Back in the day you'd have gone to a church or a school drama studio to hear this sort of stuff. Fortunately King's Place Hall two has much the same vibe as a drama studio, so there's some continuity there. The presentation is resolutely old-school, too. No talking to the audience or anything like that, just a procession of musicians coming on, playing, and walking off again. This is Difficult Music. If you don't understand it there's no point trying to explain it to you.
I've heard pieces by Xenakis that knocked me out, and others that bored me senseless. Neither of the works that began and ended the first half were at either extreme, though I preferred the piano solo Evryali to the violin and piano piece Dikhthas. Evryali came over like a cross between Ligeti's Piano Etudes and Ustvolskaya's Sonatas without being quite as compelling as either. In between came Rebecca Saunders' Vermilion. Saunders is published by Peters Edition, who despite their signing of the likes of Jonathan Dove in recent years will always be for me the publisher non plus ultra of Difficult Modern Music, printed in Very Big Scores. The scores in this case were surprisingly normal-sized, but it was still definitely the sort of piece where everyone plays from a score. Saunders clearly has a fine ear for texture, and there was much to admire in that respect, but I'm afraid it left me cold, neither seducing nor provoking me. It was there and it was OK, but I didn't feel any sense of its existence as being necessary.
It was the second half I was actually there for. I like Bryn Harrison's music, but there's no getting away from the fact that it's basically a massive rip-off of Morton Feldman. Talent borrows, genius steals, they say, which puts him firmly in the talented camp. If you're going to borrow on this scale though, you may as well do it well, and Harrison (Head of Composition at Huddersfield University) does. I do wish he'd reference something other than other pieces of his in his programme notes though. Unless you're deeply acquainted with his work it's unhelpful and irritating. The lengths he went to to avoid mentioning Feldman were amusing though. Repetitions in Extended Time was commissioned by the Huddersfield Festival.

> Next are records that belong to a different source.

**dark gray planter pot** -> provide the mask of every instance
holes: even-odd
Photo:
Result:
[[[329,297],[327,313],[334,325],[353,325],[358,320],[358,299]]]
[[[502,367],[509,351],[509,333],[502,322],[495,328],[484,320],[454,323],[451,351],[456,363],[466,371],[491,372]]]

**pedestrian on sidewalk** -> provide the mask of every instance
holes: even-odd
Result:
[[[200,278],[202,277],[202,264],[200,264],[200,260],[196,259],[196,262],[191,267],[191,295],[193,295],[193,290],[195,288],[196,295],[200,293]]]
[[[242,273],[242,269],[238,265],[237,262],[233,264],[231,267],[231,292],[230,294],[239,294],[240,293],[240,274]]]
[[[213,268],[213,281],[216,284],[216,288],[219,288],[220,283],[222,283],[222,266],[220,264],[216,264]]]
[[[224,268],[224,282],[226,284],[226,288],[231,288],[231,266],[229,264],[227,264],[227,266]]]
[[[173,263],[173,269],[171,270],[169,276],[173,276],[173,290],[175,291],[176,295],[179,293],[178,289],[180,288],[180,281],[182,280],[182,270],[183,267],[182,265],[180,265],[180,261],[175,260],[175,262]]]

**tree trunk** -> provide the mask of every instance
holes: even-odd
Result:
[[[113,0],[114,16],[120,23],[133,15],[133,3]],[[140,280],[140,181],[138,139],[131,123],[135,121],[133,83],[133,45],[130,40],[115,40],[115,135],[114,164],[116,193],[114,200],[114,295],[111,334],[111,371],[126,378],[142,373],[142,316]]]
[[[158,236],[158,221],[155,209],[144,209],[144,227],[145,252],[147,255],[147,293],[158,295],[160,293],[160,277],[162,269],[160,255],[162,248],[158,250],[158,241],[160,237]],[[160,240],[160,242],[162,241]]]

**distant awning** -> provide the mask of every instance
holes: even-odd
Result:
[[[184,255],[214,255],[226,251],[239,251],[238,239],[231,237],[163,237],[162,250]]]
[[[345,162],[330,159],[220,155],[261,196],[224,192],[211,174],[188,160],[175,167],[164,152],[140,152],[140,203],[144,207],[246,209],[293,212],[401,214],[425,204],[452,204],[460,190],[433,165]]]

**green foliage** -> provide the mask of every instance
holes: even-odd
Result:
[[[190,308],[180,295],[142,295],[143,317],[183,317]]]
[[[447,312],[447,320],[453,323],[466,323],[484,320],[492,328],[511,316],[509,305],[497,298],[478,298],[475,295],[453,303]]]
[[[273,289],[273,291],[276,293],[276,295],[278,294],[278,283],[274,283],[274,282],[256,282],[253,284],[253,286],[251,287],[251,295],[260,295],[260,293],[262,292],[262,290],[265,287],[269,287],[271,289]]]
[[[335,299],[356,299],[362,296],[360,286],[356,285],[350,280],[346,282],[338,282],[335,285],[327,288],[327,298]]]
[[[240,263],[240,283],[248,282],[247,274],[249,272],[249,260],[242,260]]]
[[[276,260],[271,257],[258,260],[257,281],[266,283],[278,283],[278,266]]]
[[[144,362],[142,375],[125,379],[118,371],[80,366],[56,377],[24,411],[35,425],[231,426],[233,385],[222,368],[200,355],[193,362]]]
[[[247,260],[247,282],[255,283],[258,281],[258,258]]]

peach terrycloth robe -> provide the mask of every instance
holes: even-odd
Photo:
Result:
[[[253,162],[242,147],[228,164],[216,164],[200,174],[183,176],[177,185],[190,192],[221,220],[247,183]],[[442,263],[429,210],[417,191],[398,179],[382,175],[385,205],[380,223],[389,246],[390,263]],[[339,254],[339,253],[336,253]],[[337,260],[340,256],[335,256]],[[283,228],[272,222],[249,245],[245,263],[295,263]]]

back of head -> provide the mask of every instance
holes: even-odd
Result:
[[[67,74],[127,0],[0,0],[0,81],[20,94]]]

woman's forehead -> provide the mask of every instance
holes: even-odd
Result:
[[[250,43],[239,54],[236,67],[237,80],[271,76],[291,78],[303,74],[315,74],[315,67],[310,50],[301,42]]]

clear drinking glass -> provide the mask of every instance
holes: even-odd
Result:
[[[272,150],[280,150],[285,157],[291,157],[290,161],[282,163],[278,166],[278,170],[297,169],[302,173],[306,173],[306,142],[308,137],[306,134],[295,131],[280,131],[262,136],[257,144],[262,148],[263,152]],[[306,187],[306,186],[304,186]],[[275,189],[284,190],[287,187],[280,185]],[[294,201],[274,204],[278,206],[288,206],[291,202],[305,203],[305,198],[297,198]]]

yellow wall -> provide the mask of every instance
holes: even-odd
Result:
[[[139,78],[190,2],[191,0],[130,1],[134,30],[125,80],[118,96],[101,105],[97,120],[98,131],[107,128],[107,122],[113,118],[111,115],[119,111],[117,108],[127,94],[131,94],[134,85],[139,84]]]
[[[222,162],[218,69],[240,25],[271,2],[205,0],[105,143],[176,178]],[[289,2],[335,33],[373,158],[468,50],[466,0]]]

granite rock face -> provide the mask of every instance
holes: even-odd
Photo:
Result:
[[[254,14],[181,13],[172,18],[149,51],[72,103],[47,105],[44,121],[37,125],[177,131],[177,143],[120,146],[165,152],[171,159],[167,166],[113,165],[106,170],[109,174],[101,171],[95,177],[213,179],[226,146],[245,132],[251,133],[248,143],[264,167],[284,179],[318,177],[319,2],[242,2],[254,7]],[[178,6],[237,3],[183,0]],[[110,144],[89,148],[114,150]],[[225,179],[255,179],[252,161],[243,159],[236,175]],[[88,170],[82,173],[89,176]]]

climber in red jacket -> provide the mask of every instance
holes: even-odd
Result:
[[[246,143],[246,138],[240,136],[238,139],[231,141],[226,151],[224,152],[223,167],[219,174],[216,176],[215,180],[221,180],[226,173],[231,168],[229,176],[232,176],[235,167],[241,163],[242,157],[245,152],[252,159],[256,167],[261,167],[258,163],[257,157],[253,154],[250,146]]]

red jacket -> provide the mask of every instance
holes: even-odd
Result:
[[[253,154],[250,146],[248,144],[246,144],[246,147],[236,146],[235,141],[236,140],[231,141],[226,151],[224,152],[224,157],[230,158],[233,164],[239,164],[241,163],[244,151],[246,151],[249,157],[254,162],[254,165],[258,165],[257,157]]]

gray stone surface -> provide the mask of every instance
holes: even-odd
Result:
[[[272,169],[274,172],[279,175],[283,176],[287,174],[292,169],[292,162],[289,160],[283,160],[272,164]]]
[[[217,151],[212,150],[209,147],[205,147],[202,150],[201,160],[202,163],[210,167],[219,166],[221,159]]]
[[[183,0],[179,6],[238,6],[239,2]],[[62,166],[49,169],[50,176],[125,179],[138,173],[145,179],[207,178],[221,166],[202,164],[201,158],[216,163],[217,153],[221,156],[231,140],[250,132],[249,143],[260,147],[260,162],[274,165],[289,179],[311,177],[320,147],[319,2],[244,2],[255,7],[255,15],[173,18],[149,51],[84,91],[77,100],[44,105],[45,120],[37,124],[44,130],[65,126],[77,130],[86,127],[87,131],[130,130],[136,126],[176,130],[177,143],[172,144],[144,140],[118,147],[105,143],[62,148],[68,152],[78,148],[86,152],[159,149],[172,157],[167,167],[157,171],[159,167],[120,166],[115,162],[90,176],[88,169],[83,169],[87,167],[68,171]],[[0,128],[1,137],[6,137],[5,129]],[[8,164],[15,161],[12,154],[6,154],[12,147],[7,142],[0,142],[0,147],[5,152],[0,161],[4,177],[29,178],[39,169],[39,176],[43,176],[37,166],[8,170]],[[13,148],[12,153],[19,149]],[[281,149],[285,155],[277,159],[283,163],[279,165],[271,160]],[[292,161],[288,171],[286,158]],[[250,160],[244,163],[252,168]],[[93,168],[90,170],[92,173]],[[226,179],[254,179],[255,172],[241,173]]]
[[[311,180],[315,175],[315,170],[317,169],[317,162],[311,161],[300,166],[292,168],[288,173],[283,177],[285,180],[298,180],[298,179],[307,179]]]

I find myself wondering though. The Xenakis pieces are, what, 30-40 years old now? Which is old enough that the style has acquired a comfortably quaint, nostalgic patina. Is there some weird thing happening here where composers like that are for people like this what Beethoven and Mahler are for mainstream classical audiences? Something old and familiar, that they feel comfortable with (and therefore almost certainly no longer understand)? And is the Feldmanesque trope now becoming so common (there a a lot of other composers ripping him off, myself included) that it's in danger of going the same way? I'm certain that one day that style will seem just as quaint and cute as Xenakis does now. I'm sure the New Music Men see themselves as keepers of a flame. If there's one thing that's definitely better now than 40 years ago it's that there's no style police telling us what sort of music we can and can't write or listen to, so in a way it's reassuring that they're still about. But maybe they're just as hung up on nostalgia as everyone else. The trouble with writing the music of the future is that it tends to skip the present and go straight to being the music of the past.